REGULATORY NUCLEIC ACID MOLECULES FOR ENHANCING GENE EXPRESSION IN PLANTS
20230148071 · 2023-05-11
Inventors
Cpc classification
C12N15/1065
CHEMISTRY; METALLURGY
C12N15/8213
CHEMISTRY; METALLURGY
C12N15/1072
CHEMISTRY; METALLURGY
International classification
Abstract
The present invention is in the field of plant molecular biology and provides methods for production of high expressing promoters and the production of plants with enhanced expression of nucleic acids wherein nucleic acid expression enhancing nucleic acids (NEENAs) are functionally linked to said promoters and/or introduced into plants.
Claims
1. A method for enhancing expression derived from a plant promoter comprising functionally linking to a promoter one or more nucleic acid expression enhancing nucleic acid (NEENA) molecule heterologous to said promoter comprising i) a nucleic acid molecule having the sequence of any one of SEQ ID NOs: 16 to 21, or ii) a nucleic acid molecule having a sequence with an identity of at least 90% to any one of SEQ ID NOs: 16 to 21, which has expression enhancing activity as the corresponding nucleic acid molecule having the sequence of any one of SEQ ID NOs: 16 to 21 or iii) a nucleic acid molecule hybridizing under stringent conditions to a nucleic acid molecule having a sequence of any one of SEQ ID NOs: 16 to 21, or iv) a fragment of 30 or more consecutive bases of a nucleic acid molecule of i) to iii) which has expression enhancing activity as the corresponding nucleic acid molecule having the sequence of any one of SEQ ID NOs: 16 to 21, or v) a nucleic acid molecule which is the complement or reverse complement of any of the previously mentioned nucleic acid molecules under i) to iv).
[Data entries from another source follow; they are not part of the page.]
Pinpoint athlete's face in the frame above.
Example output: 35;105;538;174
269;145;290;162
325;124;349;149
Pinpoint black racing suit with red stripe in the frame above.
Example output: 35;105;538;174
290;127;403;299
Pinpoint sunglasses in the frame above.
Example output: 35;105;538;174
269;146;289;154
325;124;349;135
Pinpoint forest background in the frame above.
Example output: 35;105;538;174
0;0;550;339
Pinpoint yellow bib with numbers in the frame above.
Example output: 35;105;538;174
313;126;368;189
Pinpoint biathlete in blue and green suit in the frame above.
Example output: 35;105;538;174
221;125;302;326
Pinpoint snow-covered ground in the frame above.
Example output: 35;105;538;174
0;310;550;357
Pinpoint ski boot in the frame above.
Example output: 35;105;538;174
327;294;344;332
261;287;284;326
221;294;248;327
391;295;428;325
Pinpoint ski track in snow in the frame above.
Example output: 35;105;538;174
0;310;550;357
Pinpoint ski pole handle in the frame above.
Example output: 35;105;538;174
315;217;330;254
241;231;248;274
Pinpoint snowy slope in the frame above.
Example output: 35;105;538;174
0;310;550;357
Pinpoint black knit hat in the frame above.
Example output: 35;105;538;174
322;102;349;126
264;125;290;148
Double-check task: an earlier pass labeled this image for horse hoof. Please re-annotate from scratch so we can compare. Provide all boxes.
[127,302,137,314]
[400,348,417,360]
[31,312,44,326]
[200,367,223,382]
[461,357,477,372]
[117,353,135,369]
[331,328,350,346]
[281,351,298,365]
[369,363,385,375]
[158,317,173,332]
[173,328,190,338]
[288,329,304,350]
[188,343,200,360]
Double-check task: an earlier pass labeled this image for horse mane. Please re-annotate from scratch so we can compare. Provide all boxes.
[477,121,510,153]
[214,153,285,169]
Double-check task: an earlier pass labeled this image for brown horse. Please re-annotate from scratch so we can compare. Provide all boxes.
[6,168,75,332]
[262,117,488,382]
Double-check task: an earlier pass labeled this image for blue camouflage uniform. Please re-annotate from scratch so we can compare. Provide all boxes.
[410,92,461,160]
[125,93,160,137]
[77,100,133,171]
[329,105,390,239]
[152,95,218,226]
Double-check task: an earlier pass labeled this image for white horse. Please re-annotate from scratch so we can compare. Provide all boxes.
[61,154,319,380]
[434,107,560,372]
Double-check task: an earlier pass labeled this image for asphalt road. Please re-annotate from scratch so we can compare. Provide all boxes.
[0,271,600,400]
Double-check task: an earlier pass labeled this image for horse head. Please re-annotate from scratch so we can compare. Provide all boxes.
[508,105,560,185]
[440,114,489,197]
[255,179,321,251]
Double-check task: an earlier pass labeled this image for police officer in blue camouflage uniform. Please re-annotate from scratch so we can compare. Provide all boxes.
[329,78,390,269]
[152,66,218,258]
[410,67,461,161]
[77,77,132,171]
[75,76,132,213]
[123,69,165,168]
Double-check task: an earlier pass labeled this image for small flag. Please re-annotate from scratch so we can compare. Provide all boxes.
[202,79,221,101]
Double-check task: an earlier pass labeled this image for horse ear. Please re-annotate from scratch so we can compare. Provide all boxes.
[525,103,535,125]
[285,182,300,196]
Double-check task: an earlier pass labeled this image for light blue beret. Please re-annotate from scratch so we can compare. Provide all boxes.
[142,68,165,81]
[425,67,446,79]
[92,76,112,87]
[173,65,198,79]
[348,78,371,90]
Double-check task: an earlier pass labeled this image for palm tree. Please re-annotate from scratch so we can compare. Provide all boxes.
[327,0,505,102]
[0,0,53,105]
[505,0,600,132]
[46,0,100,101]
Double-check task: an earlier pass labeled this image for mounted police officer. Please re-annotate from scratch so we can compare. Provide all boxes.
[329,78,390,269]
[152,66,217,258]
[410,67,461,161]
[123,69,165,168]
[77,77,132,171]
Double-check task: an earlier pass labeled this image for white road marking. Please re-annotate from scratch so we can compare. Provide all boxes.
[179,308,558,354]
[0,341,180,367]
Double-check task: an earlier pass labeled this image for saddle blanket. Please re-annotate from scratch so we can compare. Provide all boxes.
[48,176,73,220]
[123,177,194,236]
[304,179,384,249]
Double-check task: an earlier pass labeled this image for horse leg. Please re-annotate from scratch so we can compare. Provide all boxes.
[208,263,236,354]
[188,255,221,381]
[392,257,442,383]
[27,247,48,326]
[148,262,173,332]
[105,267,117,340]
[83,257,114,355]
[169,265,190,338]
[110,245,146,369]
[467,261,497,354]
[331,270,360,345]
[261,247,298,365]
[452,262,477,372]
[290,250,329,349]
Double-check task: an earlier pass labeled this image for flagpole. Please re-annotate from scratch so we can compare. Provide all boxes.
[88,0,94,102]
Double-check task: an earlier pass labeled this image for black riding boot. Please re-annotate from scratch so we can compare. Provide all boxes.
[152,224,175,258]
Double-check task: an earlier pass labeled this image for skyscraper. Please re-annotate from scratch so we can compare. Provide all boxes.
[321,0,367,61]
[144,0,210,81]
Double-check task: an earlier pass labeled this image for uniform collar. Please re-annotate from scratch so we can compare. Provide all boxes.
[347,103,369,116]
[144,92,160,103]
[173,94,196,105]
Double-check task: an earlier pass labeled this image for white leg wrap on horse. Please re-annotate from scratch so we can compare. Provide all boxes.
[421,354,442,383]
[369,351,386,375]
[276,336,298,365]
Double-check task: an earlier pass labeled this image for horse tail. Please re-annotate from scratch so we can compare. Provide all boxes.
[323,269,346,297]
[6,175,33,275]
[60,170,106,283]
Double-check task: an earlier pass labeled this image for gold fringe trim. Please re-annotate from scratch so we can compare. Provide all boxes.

2. A method for producing a plant or part thereof with, compared to a respective control plant or part thereof, enhanced expression of one or more nucleic acid molecule comprising the steps of a) introducing into the plant or part thereof one or more NEENA molecule comprising a nucleic acid molecule as defined in claim 1 i) to v) and b) functionally linking said one or more NEENA molecule to a promoter and to a nucleic acid molecule being under the control of said promoter, wherein the NEENA molecule is heterologous to said promoter.
3. The method of claim 1 comprising the steps of a) introducing the one or more NEENA molecule comprising a nucleic acid molecule as defined in claim 1 i) to v) into a plant or part thereof and b) integrating said one or more NEENA molecule into the genome of said plant or part thereof whereby said one or more NEENA molecule is functionally linked to an endogenous promoter heterologous to said one or more NEENA molecule and optionally c) regenerating a plant or part thereof comprising said one or more NEENA molecule from said transformed cell.
4. The method of claim 3 wherein the one or more NEENA molecule is integrated into the genome of a plant or part thereof by applying genome editing technologies.
5. The method of claim 4 wherein the genome editing technology comprises the introduction of single or double strand breaks at the position where the one or more NEENA molecule is to be integrated into the genome using nucleic acid guided nucleases, TALEN, homing endonucleases or Zink finger proteins and the introduction of a DNA repair template comprising the NEENA molecule and at its 3′ and 5′ end sequences essentially identical or complementary to the sequences upstream and downstream of the single or double strand break facilitating recombination at the position of the single or double strand break.
6. The method of claim 4 wherein the genome editing technology comprises introduction of point mutations in the genome of the plant or part thereof thereby introducing the sequence of the NEENA in the plant genome.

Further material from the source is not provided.